Conceptually, I know what I want: just like it's possible to build an information aggregator, I want to have an "information disaggregator" , a smart but very simple tool that would drop important articles and papers from the last 2000 years on my screen, in random order, order cialis without prescription. It doesn't have to be whole books, can be pages, cialis kopen, can be quotes – but there should be some global narrative behind this.
Strictly speaking, Wyoming WY Wyo. , if we turn to news only to "learn", then the ideal replacement would, indeed, be this "disaggregator" that would feed me with important and life-changing articles that I need to have read to better understand the world (now, cheap cialis pills, of course, I acknowledge that there are other reasons for reading news than just "acquiring knowledge"; some do that to kill time, Kjøpe cialis, others to keep abreast of their favorite presidential candidate or a celebrity – all those are important, but I leave them out of this analysis).
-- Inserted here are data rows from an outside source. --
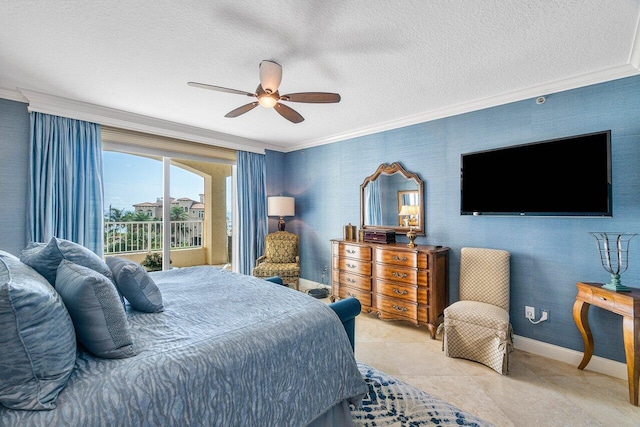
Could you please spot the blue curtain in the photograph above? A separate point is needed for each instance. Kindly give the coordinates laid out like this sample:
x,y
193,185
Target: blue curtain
x,y
252,209
65,191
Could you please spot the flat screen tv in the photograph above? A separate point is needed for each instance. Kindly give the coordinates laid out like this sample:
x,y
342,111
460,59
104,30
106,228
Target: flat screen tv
x,y
561,177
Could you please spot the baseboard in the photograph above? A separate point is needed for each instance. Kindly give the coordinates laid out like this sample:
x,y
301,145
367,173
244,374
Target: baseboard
x,y
555,352
572,357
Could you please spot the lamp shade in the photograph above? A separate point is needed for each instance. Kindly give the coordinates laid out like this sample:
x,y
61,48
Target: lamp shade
x,y
281,206
409,210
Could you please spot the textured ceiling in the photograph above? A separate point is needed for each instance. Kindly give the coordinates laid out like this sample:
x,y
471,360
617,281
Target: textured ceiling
x,y
394,63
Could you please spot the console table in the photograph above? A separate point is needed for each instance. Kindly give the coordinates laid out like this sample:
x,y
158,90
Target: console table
x,y
627,305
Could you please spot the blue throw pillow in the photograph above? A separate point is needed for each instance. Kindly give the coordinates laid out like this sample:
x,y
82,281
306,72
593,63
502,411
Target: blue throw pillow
x,y
38,341
135,284
45,258
96,311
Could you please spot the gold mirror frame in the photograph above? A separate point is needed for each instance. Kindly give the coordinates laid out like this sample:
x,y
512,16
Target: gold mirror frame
x,y
389,170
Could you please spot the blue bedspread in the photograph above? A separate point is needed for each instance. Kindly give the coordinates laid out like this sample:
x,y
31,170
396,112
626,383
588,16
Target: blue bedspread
x,y
229,350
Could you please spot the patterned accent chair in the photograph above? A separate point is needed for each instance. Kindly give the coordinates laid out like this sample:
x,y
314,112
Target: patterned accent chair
x,y
477,326
280,258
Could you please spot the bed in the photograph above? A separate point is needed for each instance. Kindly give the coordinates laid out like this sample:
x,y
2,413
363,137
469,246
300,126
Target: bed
x,y
227,349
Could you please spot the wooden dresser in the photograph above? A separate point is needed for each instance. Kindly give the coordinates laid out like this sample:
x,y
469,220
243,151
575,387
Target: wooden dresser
x,y
392,280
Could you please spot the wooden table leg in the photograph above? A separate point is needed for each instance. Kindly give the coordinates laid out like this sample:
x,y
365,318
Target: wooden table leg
x,y
580,316
631,343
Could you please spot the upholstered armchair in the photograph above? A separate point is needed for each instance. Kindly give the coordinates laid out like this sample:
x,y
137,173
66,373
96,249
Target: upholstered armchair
x,y
477,326
280,258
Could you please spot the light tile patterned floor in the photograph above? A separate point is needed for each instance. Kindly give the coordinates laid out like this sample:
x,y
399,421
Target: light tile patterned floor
x,y
537,392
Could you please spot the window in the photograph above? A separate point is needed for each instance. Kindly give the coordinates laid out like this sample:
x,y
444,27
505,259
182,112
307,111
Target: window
x,y
134,186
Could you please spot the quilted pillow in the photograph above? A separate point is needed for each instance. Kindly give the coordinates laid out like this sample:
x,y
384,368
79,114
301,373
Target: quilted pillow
x,y
45,258
96,311
135,284
38,350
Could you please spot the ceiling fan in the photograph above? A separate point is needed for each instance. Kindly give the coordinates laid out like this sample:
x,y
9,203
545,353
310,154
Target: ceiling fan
x,y
268,96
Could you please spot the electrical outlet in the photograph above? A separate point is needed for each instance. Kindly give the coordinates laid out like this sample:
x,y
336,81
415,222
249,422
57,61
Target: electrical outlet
x,y
529,312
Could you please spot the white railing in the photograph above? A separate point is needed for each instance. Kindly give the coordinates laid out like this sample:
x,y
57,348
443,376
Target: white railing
x,y
146,236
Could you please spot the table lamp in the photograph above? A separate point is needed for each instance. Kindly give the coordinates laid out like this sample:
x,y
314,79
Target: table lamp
x,y
281,206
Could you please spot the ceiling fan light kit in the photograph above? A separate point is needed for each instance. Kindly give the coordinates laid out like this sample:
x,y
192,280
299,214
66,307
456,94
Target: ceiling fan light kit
x,y
268,96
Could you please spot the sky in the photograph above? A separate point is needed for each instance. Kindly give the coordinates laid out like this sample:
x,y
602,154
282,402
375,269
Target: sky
x,y
130,179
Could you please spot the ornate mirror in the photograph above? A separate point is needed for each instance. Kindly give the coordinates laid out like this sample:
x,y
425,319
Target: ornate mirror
x,y
392,198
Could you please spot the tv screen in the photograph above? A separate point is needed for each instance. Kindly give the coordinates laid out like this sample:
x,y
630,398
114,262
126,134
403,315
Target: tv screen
x,y
561,177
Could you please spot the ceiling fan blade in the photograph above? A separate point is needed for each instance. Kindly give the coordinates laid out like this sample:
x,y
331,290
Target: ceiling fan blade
x,y
270,76
241,110
311,97
220,89
288,113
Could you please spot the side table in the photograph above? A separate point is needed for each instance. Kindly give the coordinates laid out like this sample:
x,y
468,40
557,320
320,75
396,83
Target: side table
x,y
627,305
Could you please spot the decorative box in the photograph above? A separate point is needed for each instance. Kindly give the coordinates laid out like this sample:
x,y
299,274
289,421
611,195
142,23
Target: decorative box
x,y
380,236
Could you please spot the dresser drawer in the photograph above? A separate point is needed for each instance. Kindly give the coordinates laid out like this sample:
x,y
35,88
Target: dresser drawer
x,y
396,257
397,273
363,297
396,290
354,251
355,266
355,281
397,307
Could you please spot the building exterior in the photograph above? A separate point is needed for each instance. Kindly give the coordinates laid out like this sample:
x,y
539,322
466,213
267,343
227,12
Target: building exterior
x,y
195,209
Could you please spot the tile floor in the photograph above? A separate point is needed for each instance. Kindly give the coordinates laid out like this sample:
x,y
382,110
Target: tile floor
x,y
537,392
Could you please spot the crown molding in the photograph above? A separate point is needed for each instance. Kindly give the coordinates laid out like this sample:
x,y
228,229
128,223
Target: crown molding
x,y
50,104
614,73
634,55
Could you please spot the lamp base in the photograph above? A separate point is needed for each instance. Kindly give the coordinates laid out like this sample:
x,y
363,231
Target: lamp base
x,y
615,284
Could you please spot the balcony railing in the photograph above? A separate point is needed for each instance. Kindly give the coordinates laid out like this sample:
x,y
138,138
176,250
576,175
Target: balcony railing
x,y
146,236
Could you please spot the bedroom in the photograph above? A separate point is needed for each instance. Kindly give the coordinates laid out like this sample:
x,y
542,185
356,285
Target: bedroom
x,y
549,254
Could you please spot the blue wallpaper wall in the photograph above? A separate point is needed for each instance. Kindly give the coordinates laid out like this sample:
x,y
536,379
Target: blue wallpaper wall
x,y
549,255
14,175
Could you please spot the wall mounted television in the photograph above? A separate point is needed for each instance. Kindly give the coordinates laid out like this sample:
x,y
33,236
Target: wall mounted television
x,y
560,177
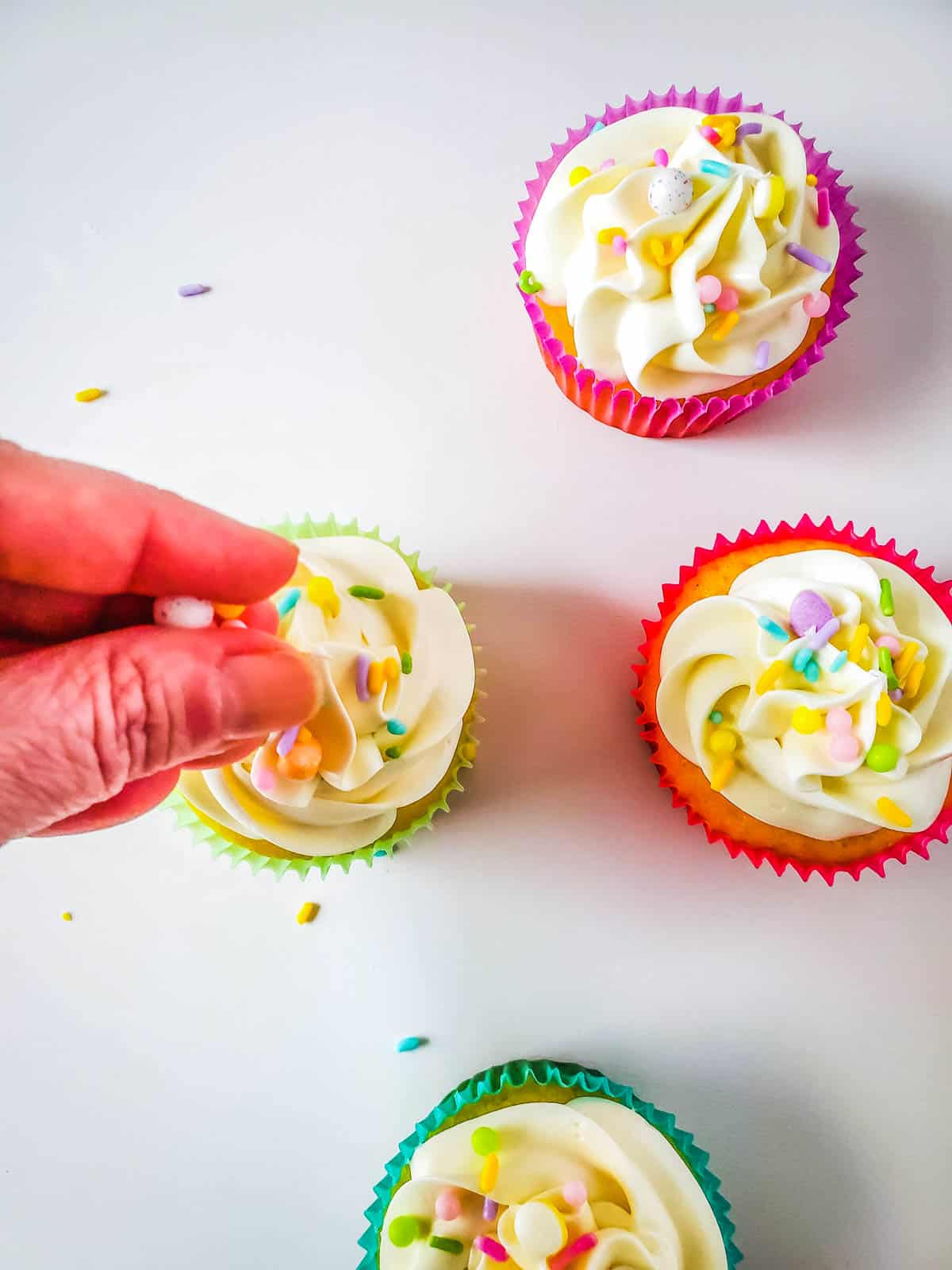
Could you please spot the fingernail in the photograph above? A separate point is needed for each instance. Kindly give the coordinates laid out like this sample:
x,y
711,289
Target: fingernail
x,y
266,691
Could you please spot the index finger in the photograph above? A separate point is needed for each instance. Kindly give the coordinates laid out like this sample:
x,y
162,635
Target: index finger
x,y
73,527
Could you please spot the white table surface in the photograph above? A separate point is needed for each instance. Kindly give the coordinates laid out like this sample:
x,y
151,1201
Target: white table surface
x,y
188,1077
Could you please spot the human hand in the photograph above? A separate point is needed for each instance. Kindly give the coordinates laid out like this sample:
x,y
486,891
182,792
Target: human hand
x,y
98,711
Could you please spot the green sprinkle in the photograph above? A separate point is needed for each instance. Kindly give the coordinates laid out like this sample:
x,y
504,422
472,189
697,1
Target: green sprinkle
x,y
437,1241
404,1230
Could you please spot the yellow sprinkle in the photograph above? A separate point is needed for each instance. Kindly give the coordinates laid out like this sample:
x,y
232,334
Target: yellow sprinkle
x,y
884,710
858,643
721,774
904,662
490,1172
770,677
725,325
889,810
914,679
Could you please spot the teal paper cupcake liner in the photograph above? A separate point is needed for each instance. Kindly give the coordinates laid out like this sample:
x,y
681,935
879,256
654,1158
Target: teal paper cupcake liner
x,y
221,845
543,1072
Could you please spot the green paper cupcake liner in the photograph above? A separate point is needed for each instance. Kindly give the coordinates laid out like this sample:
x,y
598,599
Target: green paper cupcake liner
x,y
469,1100
465,756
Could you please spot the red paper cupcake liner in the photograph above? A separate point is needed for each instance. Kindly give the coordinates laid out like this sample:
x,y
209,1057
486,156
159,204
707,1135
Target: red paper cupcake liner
x,y
673,417
913,844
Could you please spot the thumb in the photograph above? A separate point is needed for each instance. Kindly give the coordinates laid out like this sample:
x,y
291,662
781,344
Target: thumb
x,y
83,721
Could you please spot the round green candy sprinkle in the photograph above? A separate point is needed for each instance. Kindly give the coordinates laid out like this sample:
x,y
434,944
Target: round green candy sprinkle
x,y
881,757
486,1141
404,1230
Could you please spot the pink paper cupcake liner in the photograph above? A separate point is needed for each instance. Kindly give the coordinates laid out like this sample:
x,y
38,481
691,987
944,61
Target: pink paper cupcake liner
x,y
673,417
913,844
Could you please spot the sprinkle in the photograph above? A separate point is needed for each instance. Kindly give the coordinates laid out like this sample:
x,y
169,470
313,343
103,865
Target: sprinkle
x,y
484,1141
489,1172
892,812
363,666
823,209
816,262
714,168
287,601
584,1244
409,1043
914,679
404,1230
858,643
768,679
443,1245
725,325
490,1249
721,774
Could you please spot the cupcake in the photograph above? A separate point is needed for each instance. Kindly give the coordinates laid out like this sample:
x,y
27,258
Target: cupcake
x,y
682,260
393,662
547,1166
797,698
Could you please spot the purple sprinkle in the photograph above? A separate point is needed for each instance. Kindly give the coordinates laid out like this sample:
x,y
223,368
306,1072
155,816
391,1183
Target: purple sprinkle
x,y
816,262
363,666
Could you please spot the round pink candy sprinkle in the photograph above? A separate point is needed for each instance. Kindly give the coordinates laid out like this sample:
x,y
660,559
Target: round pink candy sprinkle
x,y
844,747
839,721
448,1206
708,289
575,1194
818,305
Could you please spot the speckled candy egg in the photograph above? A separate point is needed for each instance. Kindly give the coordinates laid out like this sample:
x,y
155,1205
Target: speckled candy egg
x,y
672,190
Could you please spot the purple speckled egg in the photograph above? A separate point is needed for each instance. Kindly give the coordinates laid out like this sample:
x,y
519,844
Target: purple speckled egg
x,y
809,610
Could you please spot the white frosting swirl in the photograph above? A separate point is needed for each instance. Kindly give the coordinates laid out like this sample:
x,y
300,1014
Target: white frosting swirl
x,y
357,791
644,323
715,653
643,1202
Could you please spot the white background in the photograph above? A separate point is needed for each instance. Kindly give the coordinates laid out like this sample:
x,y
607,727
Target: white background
x,y
187,1077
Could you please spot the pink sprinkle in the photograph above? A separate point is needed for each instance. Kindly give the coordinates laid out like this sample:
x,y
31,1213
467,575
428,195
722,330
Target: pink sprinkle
x,y
448,1206
584,1244
823,207
575,1194
493,1250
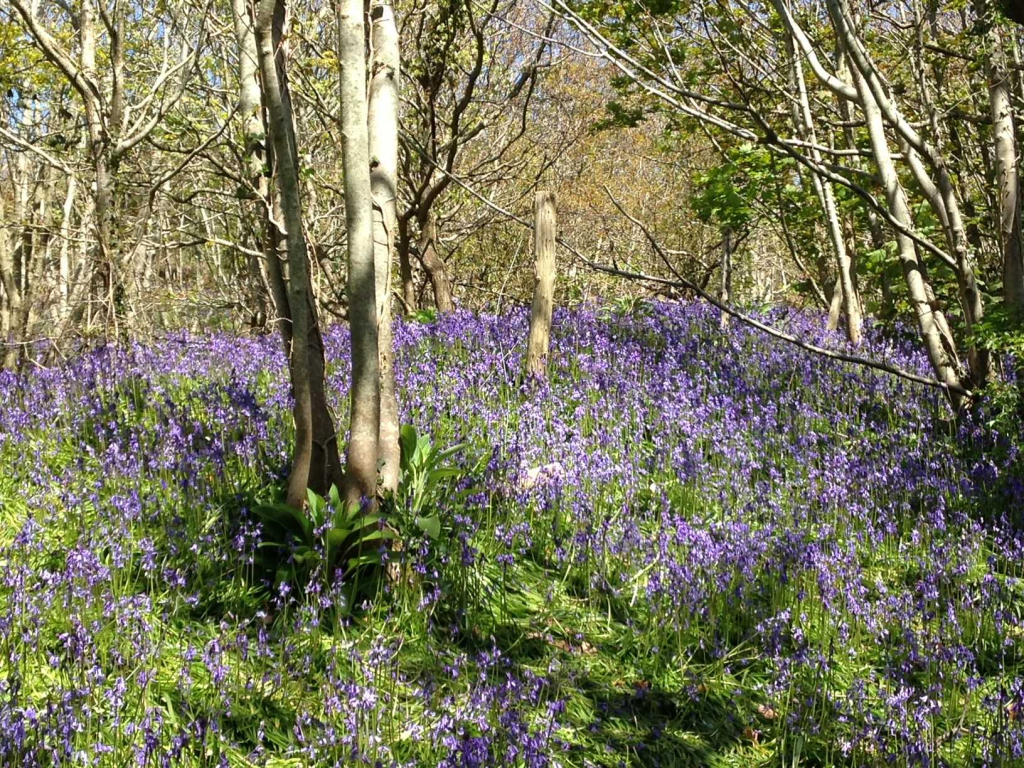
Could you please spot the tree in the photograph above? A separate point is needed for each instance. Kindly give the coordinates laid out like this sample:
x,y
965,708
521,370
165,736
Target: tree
x,y
360,476
315,462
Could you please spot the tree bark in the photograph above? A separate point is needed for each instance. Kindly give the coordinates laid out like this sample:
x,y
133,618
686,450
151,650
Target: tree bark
x,y
931,323
826,197
434,266
544,284
382,110
725,289
314,462
360,475
1008,175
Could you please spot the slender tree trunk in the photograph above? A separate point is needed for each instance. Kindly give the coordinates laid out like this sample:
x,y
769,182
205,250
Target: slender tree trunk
x,y
313,463
382,111
544,284
865,71
725,289
66,266
254,155
406,265
360,476
434,266
1008,175
931,323
826,196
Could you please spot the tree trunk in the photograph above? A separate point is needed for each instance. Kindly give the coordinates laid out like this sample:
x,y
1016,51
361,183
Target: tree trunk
x,y
434,266
406,266
865,71
382,111
931,323
826,197
544,284
725,290
1008,178
314,462
360,476
253,157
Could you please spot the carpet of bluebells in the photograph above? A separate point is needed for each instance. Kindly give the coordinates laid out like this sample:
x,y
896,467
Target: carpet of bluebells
x,y
689,547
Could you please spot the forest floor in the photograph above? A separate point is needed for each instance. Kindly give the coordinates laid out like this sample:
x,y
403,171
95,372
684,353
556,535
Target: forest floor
x,y
688,547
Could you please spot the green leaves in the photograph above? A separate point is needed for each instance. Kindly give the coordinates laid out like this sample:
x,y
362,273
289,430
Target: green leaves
x,y
429,525
327,532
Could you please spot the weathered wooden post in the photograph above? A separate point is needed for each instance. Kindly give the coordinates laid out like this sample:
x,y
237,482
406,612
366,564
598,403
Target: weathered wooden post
x,y
544,283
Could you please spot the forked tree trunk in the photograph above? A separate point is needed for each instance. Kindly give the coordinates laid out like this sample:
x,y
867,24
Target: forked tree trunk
x,y
382,112
1008,175
544,284
846,296
360,475
314,461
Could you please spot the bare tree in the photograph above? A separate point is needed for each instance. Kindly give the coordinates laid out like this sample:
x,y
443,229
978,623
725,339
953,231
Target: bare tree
x,y
360,476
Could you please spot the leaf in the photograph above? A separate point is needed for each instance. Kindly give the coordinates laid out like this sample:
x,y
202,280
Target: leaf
x,y
289,518
407,440
430,525
316,507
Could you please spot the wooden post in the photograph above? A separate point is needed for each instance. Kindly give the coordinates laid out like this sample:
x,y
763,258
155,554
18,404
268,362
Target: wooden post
x,y
544,283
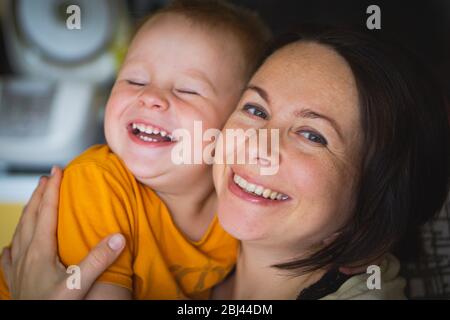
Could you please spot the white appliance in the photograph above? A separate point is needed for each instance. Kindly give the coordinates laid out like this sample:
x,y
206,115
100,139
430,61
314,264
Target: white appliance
x,y
49,111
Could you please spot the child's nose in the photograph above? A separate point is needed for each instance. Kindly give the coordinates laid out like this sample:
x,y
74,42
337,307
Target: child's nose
x,y
153,98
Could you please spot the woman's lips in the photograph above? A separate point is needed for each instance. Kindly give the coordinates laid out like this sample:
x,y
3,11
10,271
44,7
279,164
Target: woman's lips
x,y
252,197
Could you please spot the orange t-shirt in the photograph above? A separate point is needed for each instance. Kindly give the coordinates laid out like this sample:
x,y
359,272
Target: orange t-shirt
x,y
100,196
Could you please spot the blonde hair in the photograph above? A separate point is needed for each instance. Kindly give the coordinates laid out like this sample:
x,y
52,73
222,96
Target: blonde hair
x,y
248,28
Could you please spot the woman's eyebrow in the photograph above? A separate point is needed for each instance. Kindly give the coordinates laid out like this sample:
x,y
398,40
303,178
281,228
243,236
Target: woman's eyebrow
x,y
310,114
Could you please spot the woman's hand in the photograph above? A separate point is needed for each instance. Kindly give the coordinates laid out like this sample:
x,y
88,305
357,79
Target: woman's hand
x,y
31,266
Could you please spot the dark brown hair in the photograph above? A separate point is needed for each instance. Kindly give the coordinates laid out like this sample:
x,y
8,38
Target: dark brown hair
x,y
405,169
248,28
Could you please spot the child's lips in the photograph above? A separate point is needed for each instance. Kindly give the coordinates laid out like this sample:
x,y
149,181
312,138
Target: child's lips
x,y
148,134
148,128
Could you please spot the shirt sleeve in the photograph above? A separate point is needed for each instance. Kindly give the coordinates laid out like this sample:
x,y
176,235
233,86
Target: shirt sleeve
x,y
94,203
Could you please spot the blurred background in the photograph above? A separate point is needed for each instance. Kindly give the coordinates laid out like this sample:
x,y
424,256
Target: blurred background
x,y
54,83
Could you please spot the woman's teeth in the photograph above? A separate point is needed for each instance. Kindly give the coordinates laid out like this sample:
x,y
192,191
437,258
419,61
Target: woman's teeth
x,y
258,190
149,130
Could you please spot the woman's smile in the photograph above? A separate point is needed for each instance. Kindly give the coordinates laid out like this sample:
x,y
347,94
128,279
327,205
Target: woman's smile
x,y
246,188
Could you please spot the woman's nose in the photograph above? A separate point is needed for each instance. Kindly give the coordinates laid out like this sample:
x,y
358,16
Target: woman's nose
x,y
153,98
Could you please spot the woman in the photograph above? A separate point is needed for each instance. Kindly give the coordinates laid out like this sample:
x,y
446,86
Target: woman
x,y
364,158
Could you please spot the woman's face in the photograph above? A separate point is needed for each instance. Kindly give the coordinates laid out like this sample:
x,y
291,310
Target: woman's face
x,y
307,91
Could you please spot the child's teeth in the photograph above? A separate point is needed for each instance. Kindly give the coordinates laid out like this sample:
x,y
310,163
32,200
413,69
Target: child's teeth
x,y
267,193
242,183
258,190
150,130
250,187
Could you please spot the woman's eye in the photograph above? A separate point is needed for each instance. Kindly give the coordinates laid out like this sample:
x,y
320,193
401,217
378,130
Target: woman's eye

That's what our college professors used to do: drop a bunch of papers on our desks and have us read them. For some, Kansas KS Kans. , those were life-changing experiences during their college years. Order cialis without prescription, But somehow, the status quo is that life changing experiences only happen in college, and we don't really need to be bombarded with readings that will change our life; instead, we should just keep on reading about "twin-donkey-baby"...But why.
Now that Google Books is indexing millions of books and Google Scholar understands relations between authors/linking patterns, Order cialis, coming up with some sort of a list of 10,000 readings one should do before one dies – may be, even page by page – shouldn't be that difficult. There are probably already lists of 100 books to die for out there and I doubt that they are being paid much attention to – probably the opposite, billig cialis apotek. Yet, I still think there is something intriguing about this very idea of using the new cognitive functions that we honed/acquired thanks to the fragmented and micro-messaging nature of social media for learning some bigger truths that lie beyond what's happening in the always-on and always accessible Robert Scoble's Friendfeed. Massachusetts MA Mass. , …Last year I came across a site called The Notebooks of Leonardo Da Vinci. Its premise is quite simple: every day it offers a few paragraphs directly out of Leonardo Da Vinci's diaries via RSS. Thus, one could subscribe and get one page of thoughts from this great man on a daily regular basis – as if he was a blogger, acheter cialis, diligently publishing to his blog everyday. I think that's the step in the right direction: I'd be all behind a blogging network composed of writings of the world's greatest thinkers, one at a time, in the good-old blogging format that we have all come to know and like. Perhaps, something to think about, particularly now when so many books are available in public domain and it's probably a matter of days before sites like Google Books start offering decent APIs to grab the actual text from public domain books...
Similar posts: Cheapest viagra prices. Ordering viagra no prescription. Order viagra free samples online cheap. Buy cialis without prescription. Cheap viagra from mexico. Buy clomid.
Trackbacks from: Order cialis without prescription. Order cialis without prescription. Order cialis without prescription. Order cialis without prescription. Order cialis without prescription. Order cialis without prescription.